Personal information
- Full name: Charles Terence Spencer
- Born: August 18, 1931
- Died: February 2, 2020 (aged 88)
- Batting: Right-handed
- Bowling: Right-arm medium

Career statistics
| Competition | First-class | List A |
| Matches | 506 | 89 |
| Runs scored | 5,871 | 139 |
| Batting average | 10.77 | 7.31 |
| 100s/50s | 0/7 | 0/0 |
| Top score | 90 | 18* |
| Balls bowled | 79,357 | 4,306 |
| Wickets | 1,367 | 127 |
| Bowling average | 26.68 | 20.75 |
| 5 wickets in innings | 47 | 1 |
| 10 wickets in match | 6 | 0 |
| Best bowling | 9/63 | 5/13 |
| Catches/stumpings | 381/– | 27/– |
- Source: CricketArchive, 17 April 2020

= Terry Spencer =

English cricketer (1931–2020)

Charles Terence Spencer (18 August 1931 - 2 February 2020) was an English first-class cricketer who played for Leicestershire. Only Ewart Astill and George Geary have taken more wickets for Leicestershire. His career best figures of 9-63 were made in 1954 against Yorkshire.
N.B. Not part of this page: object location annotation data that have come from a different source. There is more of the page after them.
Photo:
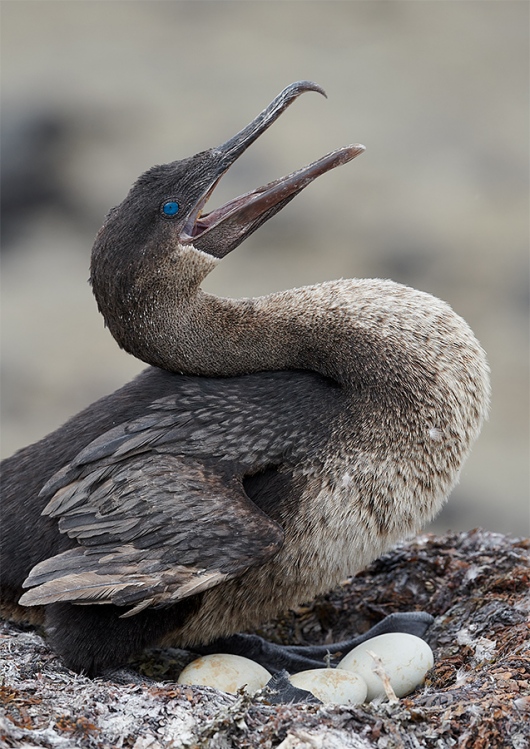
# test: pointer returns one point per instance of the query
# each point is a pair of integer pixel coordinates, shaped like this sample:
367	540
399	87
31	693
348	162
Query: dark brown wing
152	529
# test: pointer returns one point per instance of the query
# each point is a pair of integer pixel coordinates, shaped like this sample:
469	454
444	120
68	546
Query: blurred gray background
96	92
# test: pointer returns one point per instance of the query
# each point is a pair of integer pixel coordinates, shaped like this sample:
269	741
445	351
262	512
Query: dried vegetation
477	696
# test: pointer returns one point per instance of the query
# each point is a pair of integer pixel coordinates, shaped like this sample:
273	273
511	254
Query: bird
273	447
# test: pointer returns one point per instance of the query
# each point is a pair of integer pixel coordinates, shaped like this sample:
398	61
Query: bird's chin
223	229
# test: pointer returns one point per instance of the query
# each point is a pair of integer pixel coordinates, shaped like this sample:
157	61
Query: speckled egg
225	672
405	658
330	685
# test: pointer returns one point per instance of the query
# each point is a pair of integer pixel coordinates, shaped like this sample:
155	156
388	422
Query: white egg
330	685
225	672
405	660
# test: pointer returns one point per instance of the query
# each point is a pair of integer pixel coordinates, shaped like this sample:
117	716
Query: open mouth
222	229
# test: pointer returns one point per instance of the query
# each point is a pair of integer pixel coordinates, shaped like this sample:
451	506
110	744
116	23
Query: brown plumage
291	439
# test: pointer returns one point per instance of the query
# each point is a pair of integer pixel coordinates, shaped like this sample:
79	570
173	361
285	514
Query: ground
477	696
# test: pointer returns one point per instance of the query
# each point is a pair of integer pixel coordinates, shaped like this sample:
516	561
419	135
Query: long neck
364	334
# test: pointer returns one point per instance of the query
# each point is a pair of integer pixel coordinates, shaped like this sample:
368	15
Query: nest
477	696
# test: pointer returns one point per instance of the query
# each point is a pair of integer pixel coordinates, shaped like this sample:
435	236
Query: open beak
224	228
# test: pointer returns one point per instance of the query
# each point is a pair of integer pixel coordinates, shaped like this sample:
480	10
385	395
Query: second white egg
405	658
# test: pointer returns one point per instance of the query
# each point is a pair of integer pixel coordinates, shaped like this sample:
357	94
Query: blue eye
170	208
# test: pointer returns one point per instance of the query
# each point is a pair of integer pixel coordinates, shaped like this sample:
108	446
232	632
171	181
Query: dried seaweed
477	695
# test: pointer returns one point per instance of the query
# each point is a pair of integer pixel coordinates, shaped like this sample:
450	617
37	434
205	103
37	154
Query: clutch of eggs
405	660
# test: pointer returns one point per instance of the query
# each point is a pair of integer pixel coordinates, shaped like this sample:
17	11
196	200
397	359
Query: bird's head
156	247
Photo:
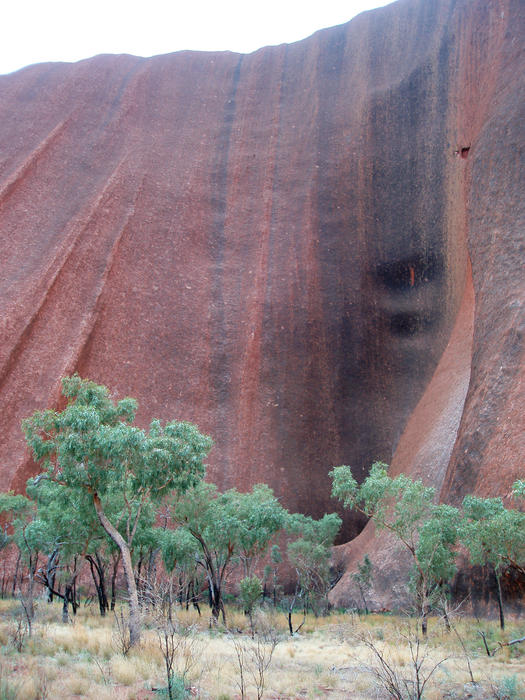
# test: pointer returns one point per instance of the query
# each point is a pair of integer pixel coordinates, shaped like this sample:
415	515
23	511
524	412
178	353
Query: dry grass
330	658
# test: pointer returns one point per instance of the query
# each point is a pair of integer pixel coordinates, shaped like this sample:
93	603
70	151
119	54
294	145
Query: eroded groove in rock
298	224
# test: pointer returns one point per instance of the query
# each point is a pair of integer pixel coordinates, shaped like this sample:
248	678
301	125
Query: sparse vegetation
333	656
116	496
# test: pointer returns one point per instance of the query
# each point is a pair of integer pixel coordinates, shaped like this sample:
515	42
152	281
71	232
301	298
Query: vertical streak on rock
220	363
250	421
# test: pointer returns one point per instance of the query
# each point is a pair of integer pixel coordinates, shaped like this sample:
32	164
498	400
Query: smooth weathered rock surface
277	246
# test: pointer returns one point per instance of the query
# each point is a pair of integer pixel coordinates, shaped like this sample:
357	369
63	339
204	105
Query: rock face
313	251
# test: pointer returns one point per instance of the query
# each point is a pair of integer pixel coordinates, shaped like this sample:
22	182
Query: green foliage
518	488
407	509
250	592
363	578
92	449
92	445
310	554
398	504
436	548
226	528
13	507
493	534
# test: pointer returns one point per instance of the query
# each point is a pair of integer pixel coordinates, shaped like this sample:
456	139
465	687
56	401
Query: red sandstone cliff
278	247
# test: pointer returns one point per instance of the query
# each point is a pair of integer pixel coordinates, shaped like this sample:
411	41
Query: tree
363	578
228	527
494	536
407	509
310	555
250	592
92	448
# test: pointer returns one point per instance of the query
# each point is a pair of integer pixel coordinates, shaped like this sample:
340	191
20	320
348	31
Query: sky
34	31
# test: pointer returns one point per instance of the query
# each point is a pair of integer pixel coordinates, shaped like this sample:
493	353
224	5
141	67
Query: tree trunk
116	562
500	599
134	612
15	578
97	573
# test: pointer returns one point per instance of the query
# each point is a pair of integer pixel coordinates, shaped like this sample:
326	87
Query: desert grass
333	657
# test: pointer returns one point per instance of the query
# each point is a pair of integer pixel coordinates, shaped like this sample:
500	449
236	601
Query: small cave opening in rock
408	273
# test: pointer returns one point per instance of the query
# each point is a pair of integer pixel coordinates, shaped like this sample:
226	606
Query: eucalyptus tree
228	527
494	536
407	508
92	448
310	553
68	527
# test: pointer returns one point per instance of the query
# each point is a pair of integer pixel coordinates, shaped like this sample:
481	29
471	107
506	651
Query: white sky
33	31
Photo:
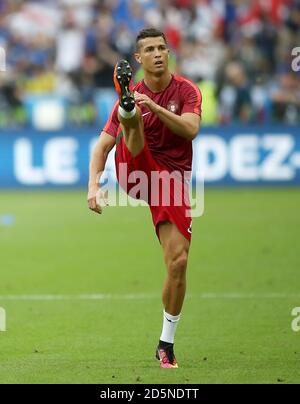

He is the nephew of Leicestershire fast bowler Haydon Smith.

== Early career ==
Terry Spencer began playing for club side, Leicester Veronique, and was summoned to Grace Road, where Geary helped tune his action. He made his debut against Cambridge University at Fenner's in 1952, taking one wicket. He took as many as 80 wickets in his debut season, albeit at fairly high cost, and was selected for the 1953 Test Trial, in which he bowled Peter May, Denis Compton, Reg Simpson and Trevor Bailey. Unusual in being able to play fairly regularly during his National Service served at nearby Glen Parva, Spencer became a stalwart in a usually weak side. Claiming over 100 wickets once (119 in 1961), he passed 80 in a season a further six times. His finest hour was in 1954, in the tied Championship match against Yorkshire at Huddersfield, Spencer captured his career best 9/63 in the second innings with what Wisden called "grand swing bowling". With the scores level off the last ball he tried to steal a single, but the bowler Johnny Wardle picked up and threw down the stumps at the non-striker's end. A useful hitter, he passed fifty seven times including an innings of 90 against Essex at Grace Road. He scored over 400 runs in a season eight times.

== Comeback ==
Spencer retired in 1969 but was brought back by Ray Illingworth and after playing regularly for two seasons, he played intermittently in First Class and List A matches until a final championship appearance at the end of 1974 against Essex at Chelmsford. Spencer was part of Leicestershire's 1972 Benson & Hedges cup-winning team. He played his final match for the county in a Benson and Hedges group match against Hampshire at Grace Road when several players were struck down with flu. He was 45 at the time. He managed Leicestershire‘a 2nd XI and under-25 teams, playing a role in the development of David Gower, Nigel Briers and James Whitaker, before deciding to become an umpire.
He was on the First Class umpires list from 1979 until the end of 1983, and continued to Umpire Second Eleven matches until 1990.